Bugünlerde koalisyon konusu çokça gündeme geliyor. Şimdiye kadar 
yasal yollardan bu hükümeti alt edemeyenler, hükümete karşı her 
türlü mücadeleyi yapmalarına rağmen başarılı olamayanlar, şimdi de 
son çare olarak bütün partilerin iktidara karşı  bir koalisyon 
kuracakları fikrini  işliyorlar; seçim hedefleri bu noktaya kilitlenmiş 
durumda… 
Ben, bir kentte iktidar partisinden olan Bakan ve Milletvekillerinin 
neler yapabileceklerini bizzat gördüm, çoğu çalışmalara tanıklık ettim. 
Bilinen, bilinmeyen yüzlerce örnekten yalnızca ikisini vereceğim:
*İş Kur’un Mersin geçici işçiler için ayırdığı kontenjan 500 kişi idi. 
Mersin İktidar Milletvekilleri bunu 3500 kişiye çıkarttılar.
*Yılsonunda bütçesi tükenen ve birçok kırsal hizmeti yarım kalan İl 
Özel İdaresi’ne her yıl 5 – 7 milyon lira ek ödenek çıkartan yine 
Mersin Milletvekilleri idi.
Maalesef, muhalefet milletvekillerinin Mersin yararına isteseler de 
tek faydalı bir iş yapamayacakları bir gerçektir.
Aynı şekilde bir koalisyon hükümetinde de milletvekillerinin Mersin’e 
hiçbir şey veremeyeceklerini, zayıf hafızamızdan bir geçmiş örnekle 
hatırlayalım;
Mersin’in geçmişte koalisyon hükümetleri zamanında, üç bakana 
birden sahip olduğu bir dönem oldu;  en önemlisi, bu bakanlardan 
birisi “Ulaştırma Bakanı” idi. 
Mersin için bugün en önemli proje Havaalanıdır.
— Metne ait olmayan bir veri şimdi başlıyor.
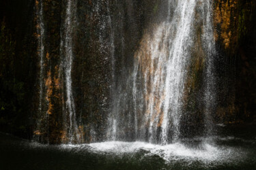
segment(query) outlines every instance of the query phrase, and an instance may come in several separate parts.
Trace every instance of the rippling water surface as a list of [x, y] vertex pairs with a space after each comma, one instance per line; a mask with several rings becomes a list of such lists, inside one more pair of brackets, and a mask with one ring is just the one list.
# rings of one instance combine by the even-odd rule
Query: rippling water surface
[[0, 135], [1, 169], [256, 169], [256, 138], [48, 146]]

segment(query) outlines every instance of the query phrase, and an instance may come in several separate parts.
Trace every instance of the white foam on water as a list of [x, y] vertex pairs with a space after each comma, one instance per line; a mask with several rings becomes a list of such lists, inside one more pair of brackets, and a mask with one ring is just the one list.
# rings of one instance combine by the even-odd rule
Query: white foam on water
[[62, 149], [75, 149], [83, 152], [84, 149], [98, 154], [111, 154], [122, 155], [136, 154], [145, 151], [145, 156], [158, 156], [169, 163], [175, 160], [199, 160], [205, 163], [236, 163], [245, 155], [244, 152], [238, 148], [219, 147], [210, 143], [201, 143], [196, 148], [190, 148], [181, 143], [161, 146], [146, 142], [135, 141], [106, 141], [82, 145], [61, 145]]

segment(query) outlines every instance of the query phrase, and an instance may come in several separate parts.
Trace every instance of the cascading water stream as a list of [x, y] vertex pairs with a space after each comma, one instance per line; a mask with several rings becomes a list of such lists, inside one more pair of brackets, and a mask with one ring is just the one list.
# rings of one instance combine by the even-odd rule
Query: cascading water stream
[[[67, 131], [67, 137], [70, 142], [78, 141], [81, 137], [78, 131], [76, 120], [76, 109], [74, 103], [72, 82], [72, 69], [74, 58], [73, 54], [73, 31], [76, 24], [76, 1], [68, 0], [64, 23], [63, 37], [61, 37], [61, 54], [63, 56], [61, 65], [64, 74], [64, 84], [66, 92], [66, 107], [63, 107], [65, 116], [68, 117], [68, 122], [65, 123]], [[64, 121], [66, 119], [64, 118]]]
[[47, 105], [45, 102], [44, 96], [46, 99], [48, 98], [47, 92], [45, 92], [45, 84], [44, 84], [44, 73], [45, 73], [45, 59], [44, 56], [46, 55], [44, 48], [44, 39], [45, 39], [45, 27], [44, 20], [44, 6], [42, 1], [36, 1], [35, 3], [35, 12], [37, 16], [37, 34], [38, 34], [38, 54], [39, 56], [40, 63], [40, 71], [39, 71], [39, 104], [38, 104], [38, 112], [39, 117], [38, 121], [36, 124], [36, 131], [34, 132], [34, 135], [41, 134], [41, 130], [43, 126], [47, 126], [48, 124], [48, 114], [45, 110], [44, 104]]

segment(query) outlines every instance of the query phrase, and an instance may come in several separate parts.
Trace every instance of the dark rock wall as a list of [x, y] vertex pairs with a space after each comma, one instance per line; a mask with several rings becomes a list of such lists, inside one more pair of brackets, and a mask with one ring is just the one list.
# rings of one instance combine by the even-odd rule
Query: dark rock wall
[[[33, 126], [38, 118], [36, 2], [0, 2], [0, 129], [27, 138], [32, 137]], [[126, 88], [124, 75], [132, 72], [134, 54], [143, 33], [160, 22], [156, 20], [156, 14], [165, 17], [166, 3], [158, 0], [78, 1], [72, 77], [76, 120], [85, 142], [104, 138], [106, 118], [113, 105], [111, 101], [116, 96], [111, 86], [116, 86], [117, 89], [118, 86], [115, 92]], [[52, 143], [61, 142], [65, 135], [61, 116], [63, 82], [59, 80], [65, 4], [66, 1], [44, 1], [44, 75], [48, 96], [44, 108], [49, 119], [42, 138], [47, 136]], [[253, 0], [214, 1], [213, 19], [218, 54], [216, 60], [218, 78], [217, 122], [255, 120], [255, 6]], [[111, 23], [108, 20], [109, 16]], [[104, 23], [106, 25], [102, 29]], [[199, 35], [201, 31], [199, 29]], [[114, 69], [111, 33], [115, 42]], [[201, 50], [199, 46], [195, 47], [195, 50]], [[190, 103], [187, 109], [192, 110], [198, 121], [201, 121], [202, 114], [197, 112], [200, 101], [191, 99], [198, 98], [200, 94], [202, 60], [201, 56], [195, 56], [193, 62], [196, 67], [188, 80], [192, 90], [186, 94], [193, 97], [186, 99]], [[113, 79], [113, 75], [118, 78]], [[195, 105], [197, 109], [193, 107]], [[189, 119], [184, 121], [190, 122]]]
Başta turizm olmak 
üzere tüm sektörlerin gelişmesinin temelinde Havaalanı yatar.
Bugün artık bazı ilçelerde dahi Havaalanını varken Mersin’in bir 
Havaalanının olmaması kabul edilmesi güç, üzücü bir durumdur.
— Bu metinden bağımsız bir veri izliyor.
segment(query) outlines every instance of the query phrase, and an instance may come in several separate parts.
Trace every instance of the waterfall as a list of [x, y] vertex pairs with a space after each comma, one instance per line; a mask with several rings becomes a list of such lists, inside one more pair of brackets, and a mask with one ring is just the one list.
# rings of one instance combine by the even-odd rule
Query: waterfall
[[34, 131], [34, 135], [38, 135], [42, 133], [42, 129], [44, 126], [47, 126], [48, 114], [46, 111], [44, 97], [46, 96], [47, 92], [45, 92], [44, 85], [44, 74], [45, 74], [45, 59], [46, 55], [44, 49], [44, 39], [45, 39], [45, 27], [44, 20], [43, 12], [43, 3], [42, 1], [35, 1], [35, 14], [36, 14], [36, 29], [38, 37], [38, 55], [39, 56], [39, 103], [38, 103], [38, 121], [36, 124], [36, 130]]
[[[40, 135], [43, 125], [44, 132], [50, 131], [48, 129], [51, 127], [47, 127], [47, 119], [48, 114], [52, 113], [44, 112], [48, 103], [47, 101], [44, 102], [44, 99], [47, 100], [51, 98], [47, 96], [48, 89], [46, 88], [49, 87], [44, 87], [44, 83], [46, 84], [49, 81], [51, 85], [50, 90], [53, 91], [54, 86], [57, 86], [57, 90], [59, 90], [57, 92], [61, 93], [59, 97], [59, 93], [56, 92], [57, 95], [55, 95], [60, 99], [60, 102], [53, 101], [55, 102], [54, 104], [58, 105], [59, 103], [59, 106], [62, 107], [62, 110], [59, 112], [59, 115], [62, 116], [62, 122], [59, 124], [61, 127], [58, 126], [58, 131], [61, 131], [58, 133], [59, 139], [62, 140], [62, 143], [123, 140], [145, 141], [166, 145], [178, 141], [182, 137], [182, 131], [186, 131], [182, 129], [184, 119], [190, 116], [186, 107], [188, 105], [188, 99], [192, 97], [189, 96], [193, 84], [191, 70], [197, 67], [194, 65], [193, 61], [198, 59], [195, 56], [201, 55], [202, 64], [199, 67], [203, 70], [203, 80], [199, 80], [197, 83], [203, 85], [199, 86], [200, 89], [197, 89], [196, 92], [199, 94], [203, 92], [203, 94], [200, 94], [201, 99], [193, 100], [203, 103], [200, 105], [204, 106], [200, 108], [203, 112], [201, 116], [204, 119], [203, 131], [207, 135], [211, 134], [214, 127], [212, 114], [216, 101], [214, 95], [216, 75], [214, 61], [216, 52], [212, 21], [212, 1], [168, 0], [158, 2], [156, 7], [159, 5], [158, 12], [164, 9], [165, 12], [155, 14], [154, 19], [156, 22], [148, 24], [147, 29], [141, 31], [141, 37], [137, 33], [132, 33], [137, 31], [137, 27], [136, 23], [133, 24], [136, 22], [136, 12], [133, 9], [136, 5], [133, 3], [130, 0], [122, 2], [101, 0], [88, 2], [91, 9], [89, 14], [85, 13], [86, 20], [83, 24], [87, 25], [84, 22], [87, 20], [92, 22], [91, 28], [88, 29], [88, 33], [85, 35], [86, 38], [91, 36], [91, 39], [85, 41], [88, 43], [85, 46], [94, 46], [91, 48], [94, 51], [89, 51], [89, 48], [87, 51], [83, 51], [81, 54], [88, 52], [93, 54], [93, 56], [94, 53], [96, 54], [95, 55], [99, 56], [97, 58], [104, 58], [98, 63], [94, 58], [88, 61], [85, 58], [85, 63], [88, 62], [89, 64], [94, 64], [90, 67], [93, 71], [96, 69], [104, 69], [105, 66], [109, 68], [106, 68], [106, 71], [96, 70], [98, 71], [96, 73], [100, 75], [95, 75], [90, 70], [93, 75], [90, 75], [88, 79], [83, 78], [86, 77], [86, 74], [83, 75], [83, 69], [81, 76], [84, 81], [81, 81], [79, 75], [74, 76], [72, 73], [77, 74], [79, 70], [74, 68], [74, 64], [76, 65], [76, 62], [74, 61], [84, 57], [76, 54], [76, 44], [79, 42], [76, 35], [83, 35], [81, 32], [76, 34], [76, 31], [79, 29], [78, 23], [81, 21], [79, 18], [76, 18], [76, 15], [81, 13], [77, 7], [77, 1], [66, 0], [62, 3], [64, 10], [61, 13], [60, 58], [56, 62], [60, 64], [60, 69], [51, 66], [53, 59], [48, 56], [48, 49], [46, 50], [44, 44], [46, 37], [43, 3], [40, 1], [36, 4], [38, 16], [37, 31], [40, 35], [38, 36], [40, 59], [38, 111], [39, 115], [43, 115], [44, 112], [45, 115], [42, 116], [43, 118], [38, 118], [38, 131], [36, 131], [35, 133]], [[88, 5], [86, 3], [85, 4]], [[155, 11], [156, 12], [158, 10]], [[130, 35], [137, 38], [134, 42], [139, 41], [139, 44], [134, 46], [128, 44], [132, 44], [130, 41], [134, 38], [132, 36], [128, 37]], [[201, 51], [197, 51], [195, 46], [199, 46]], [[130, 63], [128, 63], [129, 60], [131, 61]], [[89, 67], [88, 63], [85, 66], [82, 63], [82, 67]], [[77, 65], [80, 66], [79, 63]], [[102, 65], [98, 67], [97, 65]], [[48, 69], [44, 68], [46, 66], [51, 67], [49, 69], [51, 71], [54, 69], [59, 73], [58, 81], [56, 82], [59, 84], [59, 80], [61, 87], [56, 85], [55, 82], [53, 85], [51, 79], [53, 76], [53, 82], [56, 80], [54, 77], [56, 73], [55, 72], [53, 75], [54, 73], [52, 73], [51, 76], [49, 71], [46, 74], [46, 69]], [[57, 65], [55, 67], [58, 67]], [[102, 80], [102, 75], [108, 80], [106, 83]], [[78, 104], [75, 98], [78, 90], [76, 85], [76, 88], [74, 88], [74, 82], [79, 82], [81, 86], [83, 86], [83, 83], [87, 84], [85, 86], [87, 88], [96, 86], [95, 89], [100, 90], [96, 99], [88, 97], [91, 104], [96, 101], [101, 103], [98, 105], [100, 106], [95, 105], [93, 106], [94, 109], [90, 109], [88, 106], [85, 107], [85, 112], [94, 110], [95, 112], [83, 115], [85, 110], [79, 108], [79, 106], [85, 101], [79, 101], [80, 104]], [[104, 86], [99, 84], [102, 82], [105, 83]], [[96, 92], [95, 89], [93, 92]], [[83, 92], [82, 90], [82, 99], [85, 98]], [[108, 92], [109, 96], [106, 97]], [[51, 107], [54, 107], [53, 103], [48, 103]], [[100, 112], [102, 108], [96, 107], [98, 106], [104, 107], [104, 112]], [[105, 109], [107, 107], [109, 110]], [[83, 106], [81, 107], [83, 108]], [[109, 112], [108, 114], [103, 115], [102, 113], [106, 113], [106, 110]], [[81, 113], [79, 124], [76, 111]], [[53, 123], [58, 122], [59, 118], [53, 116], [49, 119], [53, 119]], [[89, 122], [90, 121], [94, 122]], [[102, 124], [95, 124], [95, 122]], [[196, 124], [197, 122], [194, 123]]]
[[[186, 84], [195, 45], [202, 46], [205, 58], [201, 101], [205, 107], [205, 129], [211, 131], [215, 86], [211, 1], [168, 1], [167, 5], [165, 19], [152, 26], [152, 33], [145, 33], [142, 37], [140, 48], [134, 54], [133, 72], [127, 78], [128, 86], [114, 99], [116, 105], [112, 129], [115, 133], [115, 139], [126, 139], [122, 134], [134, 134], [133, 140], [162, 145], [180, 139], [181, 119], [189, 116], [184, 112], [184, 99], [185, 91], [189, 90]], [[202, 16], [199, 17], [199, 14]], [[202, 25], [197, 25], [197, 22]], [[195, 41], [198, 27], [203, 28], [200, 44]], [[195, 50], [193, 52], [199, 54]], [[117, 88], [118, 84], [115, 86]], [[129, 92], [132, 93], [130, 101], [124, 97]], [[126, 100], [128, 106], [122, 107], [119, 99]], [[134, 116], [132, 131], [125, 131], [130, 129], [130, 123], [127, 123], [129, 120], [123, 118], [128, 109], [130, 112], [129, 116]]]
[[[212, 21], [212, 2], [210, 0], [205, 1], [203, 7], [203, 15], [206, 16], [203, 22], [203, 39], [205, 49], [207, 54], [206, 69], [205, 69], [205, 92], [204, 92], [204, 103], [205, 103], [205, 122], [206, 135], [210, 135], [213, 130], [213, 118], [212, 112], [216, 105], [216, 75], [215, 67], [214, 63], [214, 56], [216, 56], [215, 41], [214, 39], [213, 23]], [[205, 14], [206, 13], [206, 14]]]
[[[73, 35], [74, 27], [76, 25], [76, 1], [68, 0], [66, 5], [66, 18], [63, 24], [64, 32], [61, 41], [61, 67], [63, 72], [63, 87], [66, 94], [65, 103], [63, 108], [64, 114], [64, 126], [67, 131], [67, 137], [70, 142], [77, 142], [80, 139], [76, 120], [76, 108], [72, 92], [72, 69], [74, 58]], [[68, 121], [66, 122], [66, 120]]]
İşte, Mersin’in ilk Havaalanı macerası MHP koalisyonunda Enis 
Öksüz’ün Ulaştırma Bakanı olduğu döneme rastlar. O zamanda 
Kumkuyu’ya  charter uçaklar için küçük bir havaalanı projesi yapılmış, 
hatta ödeneği bile çıkarılmıştı. 
Peki ne oldu ?
 O dönemdeki olanları ayrıntıları ile uzun uzun anlatmayacağım; fakat 
sonuçta koalisyon hükümetinde bir başka Mersinli siyasetçinin, kendi 
ilçesine neden yaptıramadığı sorusu ile karşılaşabileceği için, bir 
şekilde bazı kent yöneticileri ile de birlikte hareket ederek Havaalanı 
projesini engellediğini ve bunda da başarılı olduğunu, bu projenin 
iptal edildiğini üzülerek hatırlıyoruz. 
Bir an bu havaalanının gerçekleştiğini düşünün: Erdemli – Silifke arası 
otellerle dolar ve Avrupa’nın en önemli turizm merkezlerinden biri 
olurdu. Bu kayıp, koalisyon belasının Mersin’e ödettiği çok pahalı bir 
fatura olarak hep belleğimize kayıtlıdır.
Çukurova Uluslararası Havaalanı ‘nın engellenmesi ve geciktirilmesi 
için de çok uğraşıldı. Yerel seçimlerde bir ilçeden Belediye Başkan 
aday adayı olan CHP’li bir oda başkanının Danıştay’a Havaalanının 
iptali için açtığı davayı hala ibretle ve üzülerek hatırlarım. 
İhaleyi alan firmaya karşı o günkü yerel yönetim yandaşı iş 
adamlarının karalama kampanyalarına ve tüm engellemelere rağmen 
% 30 u tamamlanan bu havaalanı, şimdi güçlü bir hükümetle ve 
iktidar milletvekillerinin takibi ile  ve en önemlisi Başbakan’ın Mersin 
konuşmasında verdiği sözle kısa zamanda tamamlanacaktır.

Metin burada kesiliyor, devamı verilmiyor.